Indeed it is, but tribalism can clearly have a dark side. While such a strong tribal affiliation can be fulfilling and give meaning to our lives, a less appealing side of the tribal ethic is often most evident to those excluded from its benefits. How porous is that line between those inside and outside the tribe? And how does the tribe regard and treat those outside its boundaries? Tribalism, taken to an extreme, can justify intolerance and bigotry, human rights abuses, racism, and even genocide. People who take their tribal affiliations overly seriously, may truly believe that by virtue of being a member of their ‘tribe,’ they are in fact intrinsically superior – stronger, smarter, better, more entitled than those not in the tribe. Some truly believe that their tribe has entitlements that diminish, disrespect or even dehumanize those not in the tribe. The concepts that “All men are created equal” or “We are all God’s children” are exchanged for “We’re number one” or “We’re the best.”

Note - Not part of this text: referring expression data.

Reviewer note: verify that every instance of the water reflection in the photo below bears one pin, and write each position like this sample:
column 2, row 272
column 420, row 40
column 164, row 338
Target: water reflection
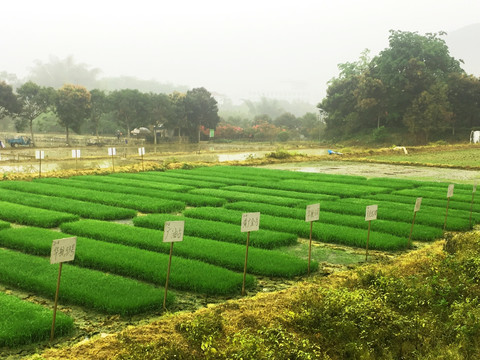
column 128, row 158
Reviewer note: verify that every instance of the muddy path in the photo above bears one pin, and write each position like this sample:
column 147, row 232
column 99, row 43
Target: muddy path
column 370, row 170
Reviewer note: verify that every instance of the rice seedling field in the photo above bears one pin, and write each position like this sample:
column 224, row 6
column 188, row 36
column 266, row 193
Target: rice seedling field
column 120, row 264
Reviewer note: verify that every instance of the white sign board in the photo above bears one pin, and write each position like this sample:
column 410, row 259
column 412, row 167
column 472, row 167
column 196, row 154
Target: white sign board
column 63, row 250
column 312, row 213
column 371, row 212
column 417, row 204
column 39, row 154
column 173, row 231
column 250, row 222
column 450, row 190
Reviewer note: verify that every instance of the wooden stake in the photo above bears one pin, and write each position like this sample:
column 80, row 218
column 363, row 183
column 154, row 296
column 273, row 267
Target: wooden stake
column 245, row 267
column 310, row 247
column 368, row 238
column 471, row 208
column 168, row 276
column 446, row 215
column 52, row 332
column 411, row 230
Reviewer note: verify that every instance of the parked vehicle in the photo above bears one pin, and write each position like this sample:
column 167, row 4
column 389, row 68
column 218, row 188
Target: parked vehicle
column 20, row 141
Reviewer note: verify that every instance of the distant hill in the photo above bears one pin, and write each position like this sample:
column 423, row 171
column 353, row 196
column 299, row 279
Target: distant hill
column 463, row 44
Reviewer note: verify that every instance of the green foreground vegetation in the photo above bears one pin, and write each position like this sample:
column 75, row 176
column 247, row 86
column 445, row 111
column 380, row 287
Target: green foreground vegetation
column 127, row 263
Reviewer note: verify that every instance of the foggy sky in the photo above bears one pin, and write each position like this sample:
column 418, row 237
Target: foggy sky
column 242, row 49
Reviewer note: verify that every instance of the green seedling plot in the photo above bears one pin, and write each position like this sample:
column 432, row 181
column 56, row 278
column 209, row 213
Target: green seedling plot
column 187, row 174
column 132, row 183
column 22, row 322
column 228, row 255
column 121, row 269
column 149, row 188
column 396, row 228
column 455, row 207
column 397, row 212
column 190, row 275
column 137, row 202
column 219, row 231
column 100, row 186
column 161, row 177
column 321, row 231
column 242, row 196
column 396, row 184
column 81, row 208
column 460, row 200
column 4, row 225
column 259, row 174
column 282, row 193
column 27, row 215
column 92, row 289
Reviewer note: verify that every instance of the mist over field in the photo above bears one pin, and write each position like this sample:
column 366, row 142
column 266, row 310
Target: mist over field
column 278, row 50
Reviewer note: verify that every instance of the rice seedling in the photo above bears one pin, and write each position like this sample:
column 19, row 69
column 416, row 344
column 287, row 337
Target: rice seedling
column 219, row 231
column 231, row 256
column 92, row 289
column 186, row 274
column 22, row 322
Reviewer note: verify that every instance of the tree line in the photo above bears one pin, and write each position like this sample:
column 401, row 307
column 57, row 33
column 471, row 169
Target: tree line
column 75, row 106
column 412, row 87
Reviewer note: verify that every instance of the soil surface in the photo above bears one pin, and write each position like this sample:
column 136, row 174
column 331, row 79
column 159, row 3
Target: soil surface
column 370, row 170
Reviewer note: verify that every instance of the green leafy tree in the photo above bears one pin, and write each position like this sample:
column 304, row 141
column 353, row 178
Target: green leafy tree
column 312, row 126
column 160, row 111
column 179, row 114
column 99, row 106
column 340, row 104
column 287, row 121
column 72, row 105
column 429, row 113
column 409, row 66
column 34, row 100
column 9, row 104
column 130, row 108
column 371, row 100
column 201, row 110
column 464, row 96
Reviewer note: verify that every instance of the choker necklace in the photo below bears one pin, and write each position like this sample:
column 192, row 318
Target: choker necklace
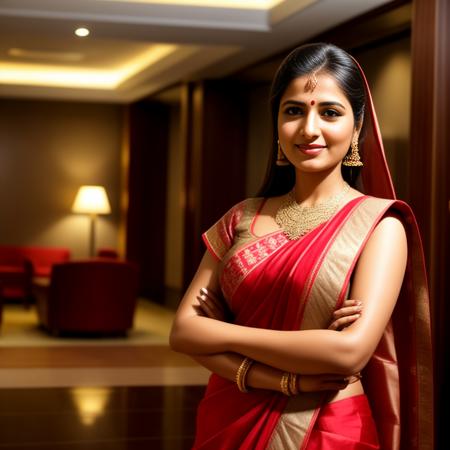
column 296, row 220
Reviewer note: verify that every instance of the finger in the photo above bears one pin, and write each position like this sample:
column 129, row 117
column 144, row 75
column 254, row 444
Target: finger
column 348, row 310
column 208, row 294
column 344, row 322
column 205, row 309
column 211, row 305
column 208, row 310
column 351, row 302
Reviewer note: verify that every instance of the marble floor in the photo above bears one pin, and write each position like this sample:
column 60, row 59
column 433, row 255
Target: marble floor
column 102, row 394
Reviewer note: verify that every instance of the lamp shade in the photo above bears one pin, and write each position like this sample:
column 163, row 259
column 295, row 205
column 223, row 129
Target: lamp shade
column 91, row 200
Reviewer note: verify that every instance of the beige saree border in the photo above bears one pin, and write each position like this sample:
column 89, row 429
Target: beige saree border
column 328, row 284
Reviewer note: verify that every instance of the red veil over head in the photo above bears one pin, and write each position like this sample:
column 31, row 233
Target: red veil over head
column 398, row 380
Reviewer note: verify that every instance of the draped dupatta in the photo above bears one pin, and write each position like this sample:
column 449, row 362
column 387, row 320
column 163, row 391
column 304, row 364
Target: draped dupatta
column 271, row 282
column 399, row 378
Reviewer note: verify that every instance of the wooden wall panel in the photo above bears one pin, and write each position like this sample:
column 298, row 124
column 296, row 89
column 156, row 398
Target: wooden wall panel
column 430, row 166
column 216, row 159
column 148, row 145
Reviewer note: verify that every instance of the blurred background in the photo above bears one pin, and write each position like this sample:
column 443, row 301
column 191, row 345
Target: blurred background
column 164, row 104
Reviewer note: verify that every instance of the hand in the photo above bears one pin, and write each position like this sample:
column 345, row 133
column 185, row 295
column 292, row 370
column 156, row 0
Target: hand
column 325, row 382
column 211, row 306
column 346, row 315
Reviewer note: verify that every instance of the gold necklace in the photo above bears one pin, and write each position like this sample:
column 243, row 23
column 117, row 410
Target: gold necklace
column 296, row 220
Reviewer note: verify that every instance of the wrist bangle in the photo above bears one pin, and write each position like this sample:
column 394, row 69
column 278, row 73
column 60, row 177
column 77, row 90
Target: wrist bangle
column 293, row 384
column 241, row 374
column 284, row 384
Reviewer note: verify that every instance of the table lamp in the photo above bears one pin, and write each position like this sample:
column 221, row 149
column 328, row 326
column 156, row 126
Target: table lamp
column 91, row 200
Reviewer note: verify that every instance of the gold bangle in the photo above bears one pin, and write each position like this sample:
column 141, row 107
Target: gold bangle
column 284, row 384
column 241, row 374
column 293, row 384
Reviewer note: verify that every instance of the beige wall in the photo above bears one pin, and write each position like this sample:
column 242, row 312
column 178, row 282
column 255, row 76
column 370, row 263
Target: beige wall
column 388, row 71
column 47, row 150
column 259, row 137
column 175, row 199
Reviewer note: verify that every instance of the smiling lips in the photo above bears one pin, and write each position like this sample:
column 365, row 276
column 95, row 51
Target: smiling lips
column 310, row 149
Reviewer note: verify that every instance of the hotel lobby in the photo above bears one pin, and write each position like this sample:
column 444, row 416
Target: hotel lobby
column 127, row 129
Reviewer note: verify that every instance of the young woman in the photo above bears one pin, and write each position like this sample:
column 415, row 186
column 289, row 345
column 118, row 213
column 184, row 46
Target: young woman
column 315, row 282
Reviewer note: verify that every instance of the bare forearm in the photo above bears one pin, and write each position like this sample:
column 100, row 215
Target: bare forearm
column 260, row 376
column 306, row 352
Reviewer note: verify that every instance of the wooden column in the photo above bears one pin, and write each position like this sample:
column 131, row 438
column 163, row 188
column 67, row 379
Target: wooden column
column 430, row 168
column 148, row 124
column 214, row 114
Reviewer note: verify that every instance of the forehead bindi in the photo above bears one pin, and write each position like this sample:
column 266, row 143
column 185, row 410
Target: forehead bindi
column 326, row 90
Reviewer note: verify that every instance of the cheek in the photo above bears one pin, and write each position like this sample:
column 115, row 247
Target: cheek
column 339, row 134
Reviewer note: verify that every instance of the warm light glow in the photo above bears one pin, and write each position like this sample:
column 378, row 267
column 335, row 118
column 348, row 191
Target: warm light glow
column 56, row 56
column 82, row 32
column 91, row 200
column 40, row 75
column 91, row 403
column 239, row 4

People are competitive, and so are tribes. Tribes can be very aggressive pursuing and defending their interests. Wars are essentially tribal affairs. Business ethics, military ethics, rules of sportsmanship and other branches of ethics are largely about establishing rules and boundaries to help manage this human impulse toward tribal behavior.
So, how can this tribal instinct manifest itself so positively, in the form of taking care of our own, and so negatively, in the form of arrogance, intolerance and aggressive bigotry? The key issue is how we regard and treat those outside of our own ‘tribal’ group. Arrogant, bigoted, and intolerant behavior can result when those outside the tribe are regarded as very different and somehow less than those inside the tribe. Intolerance of outsiders can even extend to those inside the tribe who may question tribal values, or accept behaviors and values from outside tribal traditions. We see this most often when the tribe feels threatened, or is insecure in its values and identity. The wagons get circled, and the world becomes divided into us, and them.

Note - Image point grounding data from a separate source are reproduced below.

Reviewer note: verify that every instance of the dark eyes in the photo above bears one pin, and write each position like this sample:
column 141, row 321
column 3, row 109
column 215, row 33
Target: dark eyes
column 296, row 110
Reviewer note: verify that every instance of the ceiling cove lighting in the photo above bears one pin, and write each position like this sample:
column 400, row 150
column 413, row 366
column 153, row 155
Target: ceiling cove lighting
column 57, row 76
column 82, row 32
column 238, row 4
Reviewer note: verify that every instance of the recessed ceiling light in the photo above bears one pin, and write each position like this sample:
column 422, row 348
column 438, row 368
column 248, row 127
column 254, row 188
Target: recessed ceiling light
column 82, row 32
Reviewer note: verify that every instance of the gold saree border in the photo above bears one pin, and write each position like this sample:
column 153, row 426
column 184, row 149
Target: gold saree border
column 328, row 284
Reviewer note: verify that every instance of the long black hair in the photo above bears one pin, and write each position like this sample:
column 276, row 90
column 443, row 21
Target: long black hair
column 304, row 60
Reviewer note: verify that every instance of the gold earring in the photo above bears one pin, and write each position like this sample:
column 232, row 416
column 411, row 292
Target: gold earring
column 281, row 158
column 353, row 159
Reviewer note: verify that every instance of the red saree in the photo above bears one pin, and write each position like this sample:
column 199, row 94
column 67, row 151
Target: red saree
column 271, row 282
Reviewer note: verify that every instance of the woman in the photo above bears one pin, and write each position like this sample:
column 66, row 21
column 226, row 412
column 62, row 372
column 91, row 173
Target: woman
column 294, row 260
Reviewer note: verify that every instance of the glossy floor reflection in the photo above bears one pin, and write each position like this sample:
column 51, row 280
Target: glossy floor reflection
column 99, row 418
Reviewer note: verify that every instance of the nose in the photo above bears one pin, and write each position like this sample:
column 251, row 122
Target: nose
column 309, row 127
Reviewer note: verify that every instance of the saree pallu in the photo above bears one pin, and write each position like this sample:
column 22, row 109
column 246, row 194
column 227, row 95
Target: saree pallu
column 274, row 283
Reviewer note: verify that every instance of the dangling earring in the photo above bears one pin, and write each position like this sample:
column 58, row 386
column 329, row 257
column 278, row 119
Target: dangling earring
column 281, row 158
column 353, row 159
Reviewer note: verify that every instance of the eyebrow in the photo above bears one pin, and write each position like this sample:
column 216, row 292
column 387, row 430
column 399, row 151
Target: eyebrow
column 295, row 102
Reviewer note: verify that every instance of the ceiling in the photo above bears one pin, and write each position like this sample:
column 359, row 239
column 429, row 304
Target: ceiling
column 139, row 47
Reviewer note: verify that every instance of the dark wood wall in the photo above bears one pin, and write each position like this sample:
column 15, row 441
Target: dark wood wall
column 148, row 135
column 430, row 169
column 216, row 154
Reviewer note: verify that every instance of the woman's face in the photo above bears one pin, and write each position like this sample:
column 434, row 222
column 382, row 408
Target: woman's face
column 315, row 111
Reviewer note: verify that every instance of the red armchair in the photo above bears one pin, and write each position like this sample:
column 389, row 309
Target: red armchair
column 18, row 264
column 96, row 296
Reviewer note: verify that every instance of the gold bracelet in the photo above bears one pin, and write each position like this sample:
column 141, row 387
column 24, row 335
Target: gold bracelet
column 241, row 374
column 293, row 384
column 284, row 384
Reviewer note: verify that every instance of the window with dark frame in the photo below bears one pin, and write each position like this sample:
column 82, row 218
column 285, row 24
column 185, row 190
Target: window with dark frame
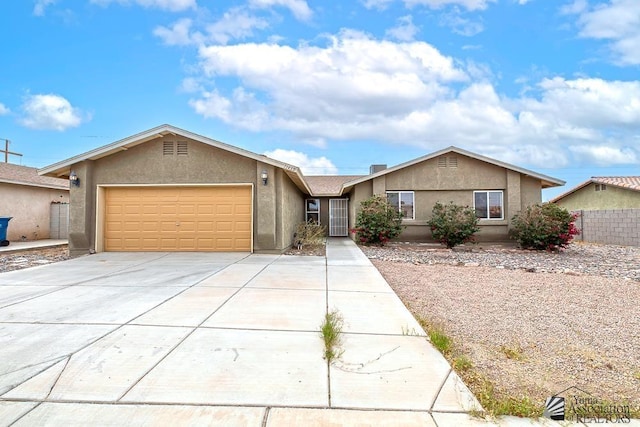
column 403, row 201
column 489, row 204
column 312, row 210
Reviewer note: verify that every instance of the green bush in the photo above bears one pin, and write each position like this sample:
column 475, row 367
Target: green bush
column 544, row 227
column 453, row 224
column 310, row 234
column 377, row 221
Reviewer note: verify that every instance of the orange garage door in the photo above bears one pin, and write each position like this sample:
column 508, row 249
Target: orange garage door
column 178, row 218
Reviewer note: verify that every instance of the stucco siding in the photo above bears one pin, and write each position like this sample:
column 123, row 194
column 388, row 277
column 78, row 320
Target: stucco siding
column 428, row 176
column 531, row 192
column 30, row 208
column 587, row 198
column 145, row 164
column 291, row 211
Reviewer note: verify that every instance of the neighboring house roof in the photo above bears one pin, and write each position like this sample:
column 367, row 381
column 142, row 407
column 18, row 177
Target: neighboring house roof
column 328, row 185
column 63, row 168
column 546, row 180
column 626, row 182
column 24, row 175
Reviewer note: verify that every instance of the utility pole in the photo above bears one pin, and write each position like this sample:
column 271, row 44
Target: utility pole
column 6, row 150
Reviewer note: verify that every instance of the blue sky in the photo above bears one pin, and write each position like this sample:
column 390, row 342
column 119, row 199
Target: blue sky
column 550, row 85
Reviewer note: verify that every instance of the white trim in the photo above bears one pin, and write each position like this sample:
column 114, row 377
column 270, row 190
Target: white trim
column 100, row 201
column 346, row 217
column 488, row 204
column 307, row 212
column 413, row 194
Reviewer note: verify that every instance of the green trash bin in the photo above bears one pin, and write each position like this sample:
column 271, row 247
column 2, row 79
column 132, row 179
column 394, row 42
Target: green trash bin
column 4, row 224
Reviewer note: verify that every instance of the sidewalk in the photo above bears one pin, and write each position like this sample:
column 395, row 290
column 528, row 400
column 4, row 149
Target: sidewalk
column 16, row 246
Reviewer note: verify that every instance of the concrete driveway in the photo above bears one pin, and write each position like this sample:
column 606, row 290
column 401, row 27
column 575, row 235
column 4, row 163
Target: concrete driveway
column 216, row 338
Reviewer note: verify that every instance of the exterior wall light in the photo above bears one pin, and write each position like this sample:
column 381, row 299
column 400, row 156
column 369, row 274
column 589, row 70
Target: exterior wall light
column 74, row 179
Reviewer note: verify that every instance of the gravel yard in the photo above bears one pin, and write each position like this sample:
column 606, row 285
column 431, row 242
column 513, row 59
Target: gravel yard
column 32, row 257
column 534, row 323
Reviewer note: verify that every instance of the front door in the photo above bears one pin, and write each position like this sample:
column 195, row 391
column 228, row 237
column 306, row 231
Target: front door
column 338, row 217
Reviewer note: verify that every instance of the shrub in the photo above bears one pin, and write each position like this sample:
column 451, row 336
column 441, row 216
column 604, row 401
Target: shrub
column 453, row 224
column 377, row 221
column 310, row 233
column 544, row 227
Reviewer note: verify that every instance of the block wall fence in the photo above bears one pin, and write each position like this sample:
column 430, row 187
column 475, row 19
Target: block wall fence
column 610, row 226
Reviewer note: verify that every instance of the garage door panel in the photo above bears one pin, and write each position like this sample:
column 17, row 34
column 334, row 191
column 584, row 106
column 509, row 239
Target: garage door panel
column 178, row 218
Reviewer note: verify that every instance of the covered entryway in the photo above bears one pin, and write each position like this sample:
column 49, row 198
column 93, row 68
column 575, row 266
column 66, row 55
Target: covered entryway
column 202, row 218
column 338, row 217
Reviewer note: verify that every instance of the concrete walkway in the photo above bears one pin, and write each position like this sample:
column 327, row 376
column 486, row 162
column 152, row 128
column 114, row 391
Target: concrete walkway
column 218, row 339
column 15, row 246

The ideal of a strong tribal ethic, however, is when members of the tribe readily extend their support and loyalty to outsiders, and when the barrier between those inside the tribe and those outside is porous and easily bridged. This ethical ideal is for each of us to seek to treat more than just a few people like we treat the people we love most – to expand our tribal circle to include more and different groups of people, and to treat all human beings with dignity and respect. There certainly are practical barriers to this ideal, but the tribal ethic at its best is something that we can aspire to extend beyond our comfort zone, to people of different cultures and tribal affiliations.

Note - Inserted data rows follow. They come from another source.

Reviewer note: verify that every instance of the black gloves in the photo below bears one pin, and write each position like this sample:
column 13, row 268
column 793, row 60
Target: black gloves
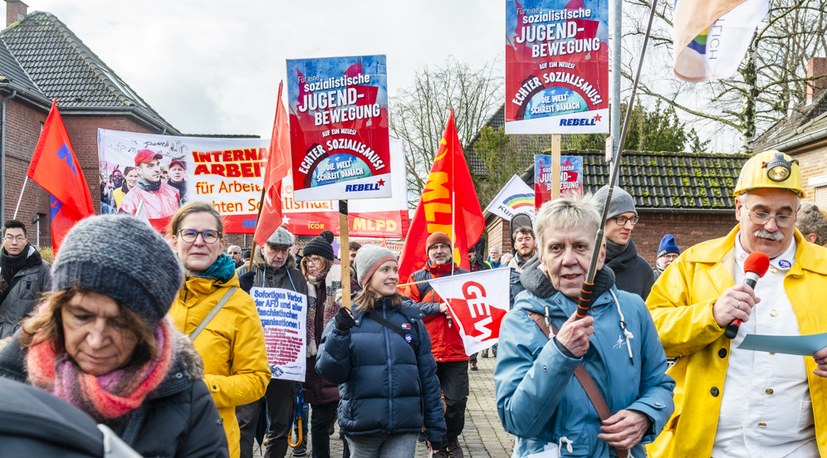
column 343, row 320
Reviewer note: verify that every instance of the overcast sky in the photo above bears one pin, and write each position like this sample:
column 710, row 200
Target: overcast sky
column 213, row 67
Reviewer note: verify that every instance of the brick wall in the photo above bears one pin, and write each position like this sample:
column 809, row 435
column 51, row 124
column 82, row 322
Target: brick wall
column 813, row 164
column 688, row 229
column 23, row 125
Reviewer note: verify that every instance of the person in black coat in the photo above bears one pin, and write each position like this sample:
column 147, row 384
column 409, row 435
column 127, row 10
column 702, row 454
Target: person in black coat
column 380, row 355
column 101, row 342
column 633, row 273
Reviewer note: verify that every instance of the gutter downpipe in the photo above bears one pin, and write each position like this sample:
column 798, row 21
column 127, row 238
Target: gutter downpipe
column 3, row 180
column 800, row 140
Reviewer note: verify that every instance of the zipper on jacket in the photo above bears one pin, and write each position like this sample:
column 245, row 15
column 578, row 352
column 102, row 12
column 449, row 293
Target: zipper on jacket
column 386, row 331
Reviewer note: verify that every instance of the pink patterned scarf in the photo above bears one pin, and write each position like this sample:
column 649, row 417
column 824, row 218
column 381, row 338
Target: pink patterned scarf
column 107, row 396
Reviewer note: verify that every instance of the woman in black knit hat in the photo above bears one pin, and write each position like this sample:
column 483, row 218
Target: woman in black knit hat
column 381, row 357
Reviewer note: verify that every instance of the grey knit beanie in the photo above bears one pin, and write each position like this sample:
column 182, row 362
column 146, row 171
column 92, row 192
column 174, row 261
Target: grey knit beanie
column 320, row 247
column 622, row 202
column 368, row 259
column 123, row 258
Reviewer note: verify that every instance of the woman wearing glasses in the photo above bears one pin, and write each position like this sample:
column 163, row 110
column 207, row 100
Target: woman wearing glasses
column 231, row 341
column 632, row 272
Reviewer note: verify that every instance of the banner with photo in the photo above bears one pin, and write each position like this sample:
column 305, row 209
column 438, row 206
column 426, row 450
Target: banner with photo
column 556, row 67
column 571, row 178
column 228, row 173
column 158, row 173
column 339, row 128
column 283, row 315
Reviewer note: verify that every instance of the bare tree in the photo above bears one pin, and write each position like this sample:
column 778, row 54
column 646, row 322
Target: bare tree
column 419, row 114
column 771, row 81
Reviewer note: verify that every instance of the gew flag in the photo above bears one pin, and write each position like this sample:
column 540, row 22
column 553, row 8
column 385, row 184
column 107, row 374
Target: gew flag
column 56, row 169
column 711, row 36
column 478, row 301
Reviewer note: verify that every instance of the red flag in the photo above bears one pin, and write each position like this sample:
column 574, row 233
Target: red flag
column 478, row 302
column 56, row 169
column 278, row 166
column 448, row 204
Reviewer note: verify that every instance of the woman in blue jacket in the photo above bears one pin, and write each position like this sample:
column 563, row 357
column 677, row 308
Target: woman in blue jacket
column 380, row 355
column 538, row 397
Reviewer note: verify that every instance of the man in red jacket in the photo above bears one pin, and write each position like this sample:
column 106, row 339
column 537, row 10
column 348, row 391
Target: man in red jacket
column 446, row 344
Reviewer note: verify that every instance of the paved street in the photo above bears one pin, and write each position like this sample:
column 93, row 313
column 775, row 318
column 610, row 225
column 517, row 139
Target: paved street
column 483, row 436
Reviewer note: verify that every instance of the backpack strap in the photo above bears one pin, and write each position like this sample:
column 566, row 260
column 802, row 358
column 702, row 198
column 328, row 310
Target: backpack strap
column 586, row 381
column 212, row 313
column 424, row 288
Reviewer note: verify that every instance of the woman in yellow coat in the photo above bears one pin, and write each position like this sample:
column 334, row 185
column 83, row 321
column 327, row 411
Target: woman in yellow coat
column 232, row 343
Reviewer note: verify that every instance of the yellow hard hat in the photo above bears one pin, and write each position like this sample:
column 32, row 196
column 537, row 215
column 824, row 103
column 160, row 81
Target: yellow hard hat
column 770, row 169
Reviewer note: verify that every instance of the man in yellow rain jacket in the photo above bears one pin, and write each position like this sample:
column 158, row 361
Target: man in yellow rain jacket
column 732, row 402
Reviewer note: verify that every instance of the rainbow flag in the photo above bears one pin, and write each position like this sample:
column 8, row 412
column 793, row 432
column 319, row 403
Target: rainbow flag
column 514, row 198
column 711, row 36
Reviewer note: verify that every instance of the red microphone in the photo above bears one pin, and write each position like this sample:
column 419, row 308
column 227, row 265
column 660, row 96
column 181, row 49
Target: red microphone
column 755, row 266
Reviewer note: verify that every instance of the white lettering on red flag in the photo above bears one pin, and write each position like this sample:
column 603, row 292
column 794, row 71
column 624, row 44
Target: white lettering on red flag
column 478, row 301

The circle encompassing all other tribal circles is the family of man. The saints and other spiritual and moral leaders have essentially let tribal barriers and affiliations dissolve, except to the family of man. A saint treats everyone as a brother or sister, as a comrade-in-arms, as a fellow human being. This level of compassion and love is indeed extra-ordinary and religions hold up these spiritual heroes for the rest of us to strive to emulate. Recognizing that we all can’t be saints, we can at least be aware of our instinctual tribal ethic, seek to maximize its positive manifestations, and beware of our tendency to use tribal affiliations to separate us from people with whom we may have more in common with than we realize.